DeepMind Chiefs Declare End of LLM Dominance: "Era of Experience" to Replace Human Data

"We stand on the threshold of a new era in artificial intelligence that promises to achieve an unprecedented level of ability," declare David Silver and Richard Sutton in their groundbreaking paper that effectively announces the end of large language model dominance in AI research.
End of Miles reports that the paper, titled "Welcome to the Era of Experience", represents a significant challenge to the prevailing AI development paradigm that has driven remarkable progress in recent years.
The Limits of Human Data
The DeepMind chief scientists argue that AI systems trained primarily on human-generated data are rapidly approaching a ceiling in their capabilities, particularly in crucial domains like mathematics, coding, and science.

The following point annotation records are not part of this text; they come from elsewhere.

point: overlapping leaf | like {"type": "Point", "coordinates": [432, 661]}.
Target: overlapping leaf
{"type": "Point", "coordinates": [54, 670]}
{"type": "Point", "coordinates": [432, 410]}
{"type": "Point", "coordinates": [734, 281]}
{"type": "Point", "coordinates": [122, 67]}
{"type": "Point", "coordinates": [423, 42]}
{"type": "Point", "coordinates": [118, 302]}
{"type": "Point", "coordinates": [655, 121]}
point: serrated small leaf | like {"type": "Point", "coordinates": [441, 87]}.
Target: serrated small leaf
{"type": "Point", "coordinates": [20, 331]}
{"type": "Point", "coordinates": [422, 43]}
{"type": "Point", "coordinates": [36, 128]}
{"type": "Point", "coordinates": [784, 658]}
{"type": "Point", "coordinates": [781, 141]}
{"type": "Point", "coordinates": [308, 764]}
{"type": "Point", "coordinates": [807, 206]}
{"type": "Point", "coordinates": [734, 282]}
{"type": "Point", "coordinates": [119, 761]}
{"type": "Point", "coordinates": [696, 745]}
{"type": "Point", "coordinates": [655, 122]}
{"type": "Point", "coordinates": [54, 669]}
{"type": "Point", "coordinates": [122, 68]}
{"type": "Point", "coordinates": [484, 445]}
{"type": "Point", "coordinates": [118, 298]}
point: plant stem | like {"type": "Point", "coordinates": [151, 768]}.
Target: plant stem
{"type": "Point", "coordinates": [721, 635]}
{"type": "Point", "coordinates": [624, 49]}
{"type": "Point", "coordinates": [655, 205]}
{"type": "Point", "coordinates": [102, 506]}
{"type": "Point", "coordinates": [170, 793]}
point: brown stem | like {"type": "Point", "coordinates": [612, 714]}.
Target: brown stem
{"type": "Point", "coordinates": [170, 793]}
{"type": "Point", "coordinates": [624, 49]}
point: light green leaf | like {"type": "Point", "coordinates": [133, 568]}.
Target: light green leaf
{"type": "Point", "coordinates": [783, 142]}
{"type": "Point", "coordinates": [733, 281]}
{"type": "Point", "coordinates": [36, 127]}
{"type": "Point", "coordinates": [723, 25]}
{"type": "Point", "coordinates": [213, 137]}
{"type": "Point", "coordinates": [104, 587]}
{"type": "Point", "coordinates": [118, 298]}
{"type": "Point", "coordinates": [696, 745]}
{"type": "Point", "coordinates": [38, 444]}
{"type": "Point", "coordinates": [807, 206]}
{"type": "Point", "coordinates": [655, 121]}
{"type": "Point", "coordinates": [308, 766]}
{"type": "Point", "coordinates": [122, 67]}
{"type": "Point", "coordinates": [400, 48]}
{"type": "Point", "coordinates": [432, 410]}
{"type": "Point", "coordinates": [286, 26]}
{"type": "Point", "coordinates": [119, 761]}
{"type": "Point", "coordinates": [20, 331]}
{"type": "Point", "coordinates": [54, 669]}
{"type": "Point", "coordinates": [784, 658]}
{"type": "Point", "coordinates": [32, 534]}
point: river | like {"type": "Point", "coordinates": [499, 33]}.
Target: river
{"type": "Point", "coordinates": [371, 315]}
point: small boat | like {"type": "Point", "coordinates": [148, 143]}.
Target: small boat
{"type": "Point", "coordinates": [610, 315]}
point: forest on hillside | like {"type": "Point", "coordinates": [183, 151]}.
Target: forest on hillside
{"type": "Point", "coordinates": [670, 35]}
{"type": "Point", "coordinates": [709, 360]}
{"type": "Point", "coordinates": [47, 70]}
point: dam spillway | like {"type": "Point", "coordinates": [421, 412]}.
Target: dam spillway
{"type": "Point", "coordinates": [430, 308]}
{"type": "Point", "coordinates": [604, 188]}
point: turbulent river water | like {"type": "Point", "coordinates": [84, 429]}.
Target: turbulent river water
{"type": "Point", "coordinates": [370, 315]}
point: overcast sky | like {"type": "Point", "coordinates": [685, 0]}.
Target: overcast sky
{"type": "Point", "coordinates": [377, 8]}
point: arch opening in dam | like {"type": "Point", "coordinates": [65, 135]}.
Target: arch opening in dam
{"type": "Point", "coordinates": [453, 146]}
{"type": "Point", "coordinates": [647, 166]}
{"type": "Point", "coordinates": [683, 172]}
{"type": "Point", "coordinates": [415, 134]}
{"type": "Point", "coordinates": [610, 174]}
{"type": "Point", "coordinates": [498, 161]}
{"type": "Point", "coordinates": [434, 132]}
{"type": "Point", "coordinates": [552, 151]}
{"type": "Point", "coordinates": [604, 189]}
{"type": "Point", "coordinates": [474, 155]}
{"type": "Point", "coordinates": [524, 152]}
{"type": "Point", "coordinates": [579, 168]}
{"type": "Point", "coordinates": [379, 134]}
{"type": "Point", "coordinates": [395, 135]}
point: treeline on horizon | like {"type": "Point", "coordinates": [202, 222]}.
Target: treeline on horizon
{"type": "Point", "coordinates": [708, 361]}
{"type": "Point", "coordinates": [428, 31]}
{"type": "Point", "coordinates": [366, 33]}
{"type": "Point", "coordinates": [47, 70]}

"While imitating humans is enough to reproduce many human capabilities to a competent level, this approach in isolation has not and likely cannot achieve superhuman intelligence across many important topics and tasks." David Silver and Richard Sutton
According to the researchers, we've nearly exhausted the utility of high-quality human data. "The majority of high-quality data sources—those that can actually improve a strong agent's performance—have either already been, or soon will be consumed," they write. "The pace of progress driven solely by supervised learning from human data is demonstrably slowing."
The Coming Era of Experience
The solution, the AI pioneers contend, is a fundamental shift toward agents that learn predominantly from their own experiences rather than human examples. This approach would enable AI to transcend the boundaries of existing human knowledge.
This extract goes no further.